Fast-growing SMBHs in Fast-growing Galaxies, at High Redshifts: the Role of Major Mergers as Revealed by ALMA

TL;DR

This study investigates the role of major galaxy mergers in the rapid growth of supermassive black holes at high redshifts, using ALMA observations of quasars and their companions to understand different fueling mechanisms.

Contribution

It provides observational evidence linking major mergers to SMBH growth at high redshift, while also highlighting the diversity of host galaxy properties and accretion processes.

Findings

Major mergers are observed in some high-redshift quasars, supporting their role in SMBH growth.

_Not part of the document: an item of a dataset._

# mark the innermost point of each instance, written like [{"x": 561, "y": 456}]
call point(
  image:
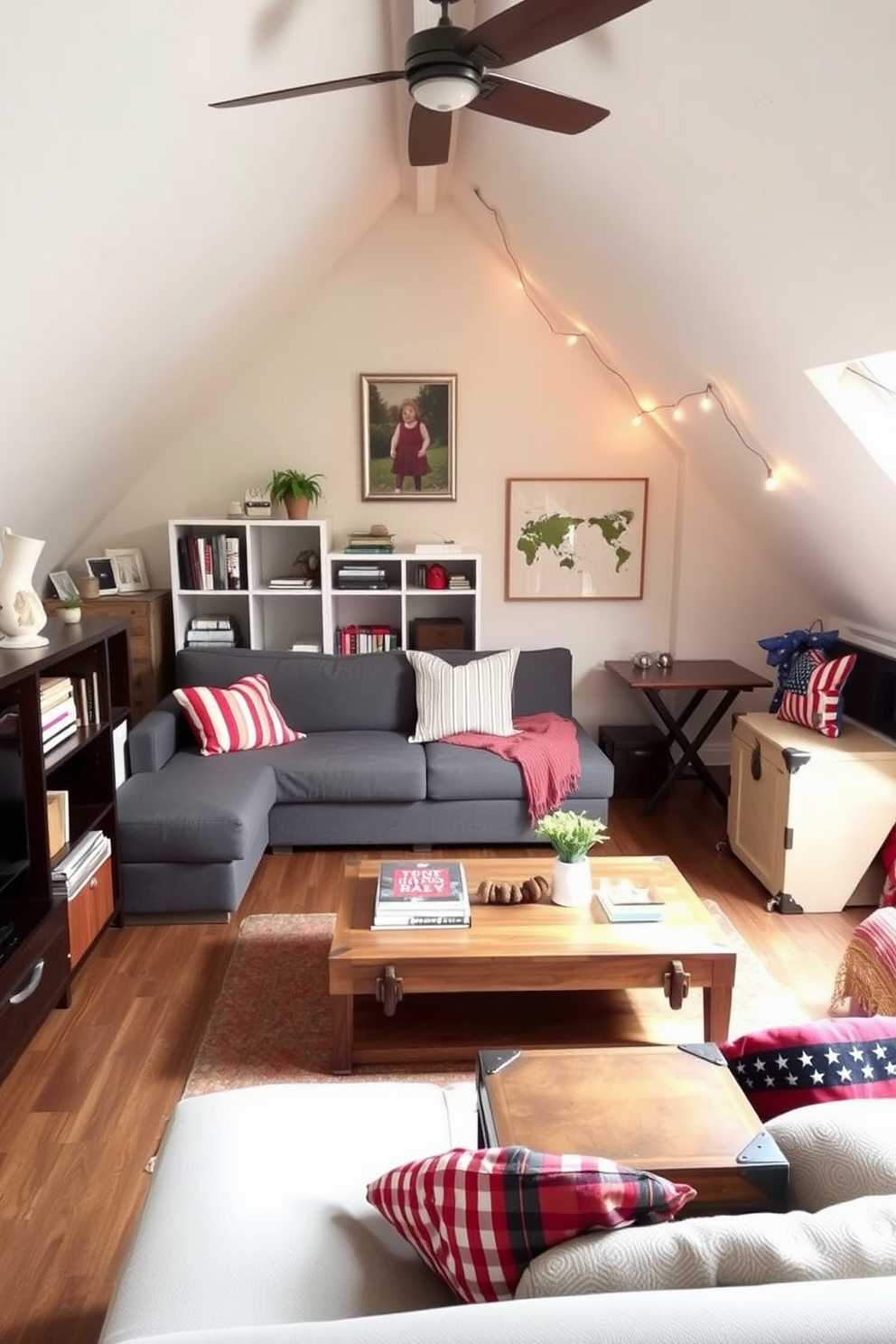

Not all high-SFR quasar hosts show signs of mergers, indicating alternative fueling mechanisms.

ALMA detects companion galaxies at significant distances, implying diverse pathways for SMBH accretion.

Abstract

We present a long-term, multi-wavelength project to understand the epoch of fastest growth of the most massive black holes by using a sample of 40 luminous quasars at z~4.8. These quasars have rather uniform properties, with typical accretion rates and black hole masses of L/L_Edd~0.7 and M_BH~10^9 M_sol. The sample consists of "FIR-bright" sources with a previous Herschel/SPIRE detection, suggesting SFR > 1000 M_sol/yr, as well as of "FIR-faint" sources for which Herschel stacking analysis implies a typical SFR of ~400 M_sol/yr. Six of the quasars have been observed by ALMA in [CII]{\lambda}157.74 micron line emission and adjacent rest-frame 150 micron continuum, to study the dusty cold ISM. ALMA detected companion, spectroscopically confirmed sub-mm galaxies (SMGs) for three sources - one FIR-bright and two FIR-faint. The companions are separated by ~14-45 kpc from the quasar hosts, and we interpret them as major galaxy interactions. Our ALMA data therefore clearly support the idea that major mergers may be important drivers for rapid, early SMBH growth. However, the fact that not all high-SFR quasar hosts are accompanied by interacting SMGs, and their ordered gas kinematics observed by ALMA, suggest that other processes may be fueling these systems. Our analysis thus demonstrates the diversity of host galaxy properties and gas accretion mechanisms associated with early and rapid SMBH growth.